Nevertheless, this year I am revisiting some of these interpretations that I originally reviewed ten years ago. Most of them try to find the subject of the Tempest in ancient mythology or poetry. In two preceding posts I have discussed Lucretian and Platonic interpretations. Below find an analysis of a Virgilian interpretation by Rudolf Schier. *

 In Rudolf Schier’s “Giorgione Tempesta, a Virgilian Pastoral,” (Renaissance Studies, 22, Issue 4, 2008, pp. 476-506) we have another attempt to find the subject of the Tempest in the writings of a Roman poet. Schier argues that the source of the Tempest can be found in the Eclogues of Virgil, specifically the 1st and the 4th. In his paper Schier takes issue with other scholars but his own interpretation has serious omissions. 

Most importantly, Schier fails to explain the nudity of the Woman of the Tempest. He also does not even attempt to discuss the white cloth draped over her shoulder, or the plant prominently featured right in front of her. Schier’s interpretation centers on the Man in the painting who he claims is the poet/ shepherd of the Eclogues. For him the disparity between the simple shirt and jacket of the Man, and his fancy leggings indicates that Giorgione was making reference to the poet/shepherd represented in the Eclogues. I don’t think he does such a good job in this respect. First of all, it has been pointed out that the leggings are the dress of contemporary young Venetian patricians, and not that of a poet. Moreover, the Man is holding a staff and not a shepherd’s crook. Also, the Man in the Tempest is young and virile but, as Schier himself points out, the shepherd of the 1st Eclogue is an old man.

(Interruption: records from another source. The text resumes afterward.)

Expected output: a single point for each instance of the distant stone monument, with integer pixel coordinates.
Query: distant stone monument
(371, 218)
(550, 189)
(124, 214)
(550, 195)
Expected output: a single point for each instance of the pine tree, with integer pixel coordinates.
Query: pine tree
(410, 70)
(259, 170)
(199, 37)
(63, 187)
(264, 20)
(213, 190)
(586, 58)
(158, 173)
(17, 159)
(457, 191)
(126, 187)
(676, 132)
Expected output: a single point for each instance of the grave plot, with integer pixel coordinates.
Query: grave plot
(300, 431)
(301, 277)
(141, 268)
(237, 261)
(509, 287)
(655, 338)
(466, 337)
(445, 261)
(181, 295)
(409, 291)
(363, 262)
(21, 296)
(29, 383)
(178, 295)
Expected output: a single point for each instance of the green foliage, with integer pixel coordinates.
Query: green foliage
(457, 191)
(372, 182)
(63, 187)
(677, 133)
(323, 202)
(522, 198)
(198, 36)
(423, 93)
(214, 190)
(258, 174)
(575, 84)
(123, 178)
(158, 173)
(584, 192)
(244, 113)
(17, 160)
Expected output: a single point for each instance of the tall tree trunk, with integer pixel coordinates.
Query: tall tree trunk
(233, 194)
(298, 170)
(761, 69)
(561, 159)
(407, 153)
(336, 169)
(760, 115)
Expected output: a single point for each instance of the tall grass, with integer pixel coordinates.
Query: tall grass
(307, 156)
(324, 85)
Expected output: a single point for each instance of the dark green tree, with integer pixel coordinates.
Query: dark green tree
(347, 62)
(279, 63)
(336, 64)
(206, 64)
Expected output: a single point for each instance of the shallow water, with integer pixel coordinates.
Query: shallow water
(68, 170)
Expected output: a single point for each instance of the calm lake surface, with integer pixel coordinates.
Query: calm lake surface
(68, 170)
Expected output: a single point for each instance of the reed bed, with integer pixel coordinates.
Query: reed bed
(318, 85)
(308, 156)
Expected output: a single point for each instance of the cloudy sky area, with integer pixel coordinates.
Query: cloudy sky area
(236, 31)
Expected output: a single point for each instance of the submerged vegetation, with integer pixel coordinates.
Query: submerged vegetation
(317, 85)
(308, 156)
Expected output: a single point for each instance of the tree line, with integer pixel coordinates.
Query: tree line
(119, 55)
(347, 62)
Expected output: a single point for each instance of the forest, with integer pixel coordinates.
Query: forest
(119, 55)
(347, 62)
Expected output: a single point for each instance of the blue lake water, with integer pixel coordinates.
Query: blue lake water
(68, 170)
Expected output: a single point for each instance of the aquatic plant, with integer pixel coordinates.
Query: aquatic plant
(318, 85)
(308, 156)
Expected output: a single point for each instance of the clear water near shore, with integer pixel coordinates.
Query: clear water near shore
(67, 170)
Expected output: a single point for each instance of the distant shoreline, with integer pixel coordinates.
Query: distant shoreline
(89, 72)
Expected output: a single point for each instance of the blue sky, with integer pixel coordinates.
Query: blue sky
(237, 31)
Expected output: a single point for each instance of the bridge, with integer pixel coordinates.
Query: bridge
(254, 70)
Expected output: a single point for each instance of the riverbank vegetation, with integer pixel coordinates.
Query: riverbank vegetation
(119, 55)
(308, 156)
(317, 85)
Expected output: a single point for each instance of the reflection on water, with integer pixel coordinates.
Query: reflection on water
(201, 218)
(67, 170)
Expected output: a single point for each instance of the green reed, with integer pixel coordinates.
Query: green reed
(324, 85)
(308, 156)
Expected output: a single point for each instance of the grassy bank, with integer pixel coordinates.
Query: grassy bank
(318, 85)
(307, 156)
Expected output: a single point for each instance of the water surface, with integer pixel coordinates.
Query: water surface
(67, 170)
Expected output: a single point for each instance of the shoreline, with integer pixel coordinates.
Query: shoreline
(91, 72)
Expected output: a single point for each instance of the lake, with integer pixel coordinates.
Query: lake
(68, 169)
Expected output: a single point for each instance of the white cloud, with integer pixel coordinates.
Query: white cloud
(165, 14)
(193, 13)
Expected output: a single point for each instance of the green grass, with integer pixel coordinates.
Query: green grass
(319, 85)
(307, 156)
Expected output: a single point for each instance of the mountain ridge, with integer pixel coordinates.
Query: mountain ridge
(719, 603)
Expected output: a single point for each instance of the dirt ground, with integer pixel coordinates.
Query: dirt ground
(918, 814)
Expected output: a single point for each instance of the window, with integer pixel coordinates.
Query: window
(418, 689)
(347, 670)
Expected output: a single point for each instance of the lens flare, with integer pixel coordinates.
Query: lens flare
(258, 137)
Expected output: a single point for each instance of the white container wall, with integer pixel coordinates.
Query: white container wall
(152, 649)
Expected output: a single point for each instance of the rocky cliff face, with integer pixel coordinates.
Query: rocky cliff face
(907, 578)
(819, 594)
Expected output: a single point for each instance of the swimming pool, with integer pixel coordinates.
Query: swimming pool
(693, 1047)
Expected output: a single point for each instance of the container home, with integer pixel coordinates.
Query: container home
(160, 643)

Schier maintains that the Woman and Child represent a “vision” of the poet based on the famous reference in the 4th Eclogue to a virgin giving birth to a son destined for great things. To portray the vision Giorgione “deconstructs” the traditional image of the Madonna of Humility into a Pagan virgin. Like others he sees the Madonna in the painting but can’t believe that Giorgione would actually portray her in such fashion. Besides his failure to deal with the “nudity” of the Woman, Schier seems to imply that in the poet’s “vision” she has just given birth. Yet the Child in the Tempest is obviously not a newborn. He supports himself upright, something a newborn could not do, while nursing at his mother’s breast.

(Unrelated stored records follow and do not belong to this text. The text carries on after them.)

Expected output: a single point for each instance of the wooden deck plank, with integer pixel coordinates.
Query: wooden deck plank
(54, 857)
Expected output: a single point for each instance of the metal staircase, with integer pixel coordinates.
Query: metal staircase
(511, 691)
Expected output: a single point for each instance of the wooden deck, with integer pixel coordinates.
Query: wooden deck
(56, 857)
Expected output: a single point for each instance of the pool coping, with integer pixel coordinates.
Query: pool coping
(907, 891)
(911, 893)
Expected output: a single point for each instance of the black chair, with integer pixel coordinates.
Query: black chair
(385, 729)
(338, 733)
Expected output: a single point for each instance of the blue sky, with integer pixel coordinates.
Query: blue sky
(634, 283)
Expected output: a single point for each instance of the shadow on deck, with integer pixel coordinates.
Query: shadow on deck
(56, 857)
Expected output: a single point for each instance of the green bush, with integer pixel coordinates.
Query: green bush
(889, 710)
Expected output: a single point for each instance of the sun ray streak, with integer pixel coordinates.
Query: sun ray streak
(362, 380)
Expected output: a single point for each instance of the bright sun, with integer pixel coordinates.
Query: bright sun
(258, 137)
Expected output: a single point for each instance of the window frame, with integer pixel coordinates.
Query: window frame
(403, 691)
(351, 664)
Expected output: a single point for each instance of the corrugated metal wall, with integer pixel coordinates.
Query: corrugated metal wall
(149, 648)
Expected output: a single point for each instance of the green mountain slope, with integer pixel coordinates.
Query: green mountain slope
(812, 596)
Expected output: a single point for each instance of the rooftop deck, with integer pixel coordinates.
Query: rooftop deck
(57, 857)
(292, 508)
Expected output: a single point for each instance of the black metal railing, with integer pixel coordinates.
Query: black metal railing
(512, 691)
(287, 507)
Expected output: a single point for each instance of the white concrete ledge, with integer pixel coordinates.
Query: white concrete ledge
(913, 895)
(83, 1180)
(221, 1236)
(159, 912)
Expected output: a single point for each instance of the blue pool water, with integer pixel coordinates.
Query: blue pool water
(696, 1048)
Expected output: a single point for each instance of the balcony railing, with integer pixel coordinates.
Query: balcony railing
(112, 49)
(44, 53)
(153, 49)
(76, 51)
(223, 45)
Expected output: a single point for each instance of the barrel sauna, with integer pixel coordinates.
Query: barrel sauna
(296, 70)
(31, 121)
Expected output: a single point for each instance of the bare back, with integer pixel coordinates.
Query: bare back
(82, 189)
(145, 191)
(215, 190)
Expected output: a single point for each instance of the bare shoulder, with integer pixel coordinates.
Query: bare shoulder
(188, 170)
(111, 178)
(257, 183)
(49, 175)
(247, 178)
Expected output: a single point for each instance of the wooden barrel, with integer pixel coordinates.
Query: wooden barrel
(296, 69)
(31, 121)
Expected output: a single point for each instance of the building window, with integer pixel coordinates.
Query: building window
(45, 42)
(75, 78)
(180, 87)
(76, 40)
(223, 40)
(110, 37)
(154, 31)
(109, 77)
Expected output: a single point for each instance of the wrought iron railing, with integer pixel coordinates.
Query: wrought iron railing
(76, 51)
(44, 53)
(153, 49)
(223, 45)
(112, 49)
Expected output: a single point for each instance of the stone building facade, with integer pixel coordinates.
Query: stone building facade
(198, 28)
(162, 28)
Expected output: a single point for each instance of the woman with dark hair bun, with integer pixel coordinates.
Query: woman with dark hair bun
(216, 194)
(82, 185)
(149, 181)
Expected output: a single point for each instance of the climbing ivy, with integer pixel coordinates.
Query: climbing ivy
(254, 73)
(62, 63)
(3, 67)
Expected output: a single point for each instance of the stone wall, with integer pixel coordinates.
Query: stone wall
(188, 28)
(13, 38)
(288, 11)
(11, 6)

Schier views the other elements in the painting in a similar complex fashion. The broken columns are first a sign that the poet is in “Arcadia,” but later come to symbolize the passing of the Pagan world and the coming of the Christian. He disputes Paul Kaplan’s identification of the city in the background and claims it is Jerusalem rather than Padua. But what does Jerusalem have to do with Virgil? He also disputes Kaplan’s dating of 1509 on questionable stylistic grounds. 

Finally, Schier includes a long discussion of the bathing woman in the underpainting. He regards her as a Roman fertility goddess mentioned in the Eclogues but removed by Giorgione because the Woman in the painting had already given birth. It is strange that he gives such attention to this “pentimento” while completely omitting any discussion of the other “pentimento,” the man on the bridge carrying a pilgrim’s sack over his shoulder. 

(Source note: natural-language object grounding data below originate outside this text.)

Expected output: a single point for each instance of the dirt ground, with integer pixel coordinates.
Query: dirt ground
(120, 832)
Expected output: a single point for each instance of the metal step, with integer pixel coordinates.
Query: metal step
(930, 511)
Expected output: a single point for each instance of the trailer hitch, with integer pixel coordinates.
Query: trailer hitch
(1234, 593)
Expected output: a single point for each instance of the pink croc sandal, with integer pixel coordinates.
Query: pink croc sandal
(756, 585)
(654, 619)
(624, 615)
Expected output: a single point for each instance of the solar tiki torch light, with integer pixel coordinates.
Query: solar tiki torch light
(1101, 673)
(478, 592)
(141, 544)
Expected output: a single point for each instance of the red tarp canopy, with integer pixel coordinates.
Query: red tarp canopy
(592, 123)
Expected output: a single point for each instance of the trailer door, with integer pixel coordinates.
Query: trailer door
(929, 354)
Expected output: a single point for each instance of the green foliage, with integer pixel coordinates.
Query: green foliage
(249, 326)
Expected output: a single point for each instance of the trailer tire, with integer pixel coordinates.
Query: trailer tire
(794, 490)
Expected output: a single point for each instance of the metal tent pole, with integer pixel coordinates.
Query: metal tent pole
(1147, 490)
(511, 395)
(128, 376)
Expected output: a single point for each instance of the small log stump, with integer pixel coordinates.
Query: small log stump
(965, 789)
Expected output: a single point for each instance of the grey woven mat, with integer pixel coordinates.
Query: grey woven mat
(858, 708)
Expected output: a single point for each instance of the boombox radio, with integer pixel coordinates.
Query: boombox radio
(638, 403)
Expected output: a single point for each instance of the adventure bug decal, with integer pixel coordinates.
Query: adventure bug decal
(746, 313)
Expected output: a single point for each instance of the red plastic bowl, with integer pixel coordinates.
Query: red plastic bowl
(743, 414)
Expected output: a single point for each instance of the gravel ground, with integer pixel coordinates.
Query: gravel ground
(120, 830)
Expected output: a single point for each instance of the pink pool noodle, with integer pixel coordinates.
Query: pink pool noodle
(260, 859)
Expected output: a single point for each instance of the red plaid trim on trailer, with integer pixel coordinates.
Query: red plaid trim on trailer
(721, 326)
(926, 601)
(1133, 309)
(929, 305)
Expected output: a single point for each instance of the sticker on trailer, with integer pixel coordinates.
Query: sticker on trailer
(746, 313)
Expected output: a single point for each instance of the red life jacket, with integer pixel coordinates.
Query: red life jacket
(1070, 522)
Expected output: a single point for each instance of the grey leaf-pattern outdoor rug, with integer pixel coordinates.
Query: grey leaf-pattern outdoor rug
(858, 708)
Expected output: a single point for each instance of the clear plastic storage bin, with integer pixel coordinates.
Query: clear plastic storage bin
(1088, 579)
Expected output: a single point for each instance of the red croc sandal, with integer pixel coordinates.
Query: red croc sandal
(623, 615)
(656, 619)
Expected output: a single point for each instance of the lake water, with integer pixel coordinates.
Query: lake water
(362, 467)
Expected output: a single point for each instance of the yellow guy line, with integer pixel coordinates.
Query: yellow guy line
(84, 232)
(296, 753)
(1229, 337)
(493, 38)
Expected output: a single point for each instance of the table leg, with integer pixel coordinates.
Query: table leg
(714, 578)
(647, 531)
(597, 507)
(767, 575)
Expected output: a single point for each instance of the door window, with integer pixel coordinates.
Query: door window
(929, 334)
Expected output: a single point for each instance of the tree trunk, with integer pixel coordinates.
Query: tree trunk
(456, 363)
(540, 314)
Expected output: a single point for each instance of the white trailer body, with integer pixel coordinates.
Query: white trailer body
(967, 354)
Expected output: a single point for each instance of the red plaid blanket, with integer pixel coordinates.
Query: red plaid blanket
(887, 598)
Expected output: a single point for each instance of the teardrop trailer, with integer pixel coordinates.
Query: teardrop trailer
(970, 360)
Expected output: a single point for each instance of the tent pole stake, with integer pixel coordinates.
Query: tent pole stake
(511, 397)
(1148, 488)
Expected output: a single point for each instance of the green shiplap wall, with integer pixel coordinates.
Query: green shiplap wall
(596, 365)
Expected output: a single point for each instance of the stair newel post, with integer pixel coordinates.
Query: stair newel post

Schier is obviously well versed in his Virgil but his whole essay is based on the “assumption” that Giorgione’s knowledge of the Roman classic was as good as his own. Like so many other scholars, Schier views the young Giorgione more as an art historian or humanist scholar than as an artist. There is no evidence that Giorgione knew Virgil or Lucretius.

* Note: Dr. Schier responded at length to my original review article. I published his comments in a separate post. Since then, we have agreed to disagree and have continued an amicable correspondence.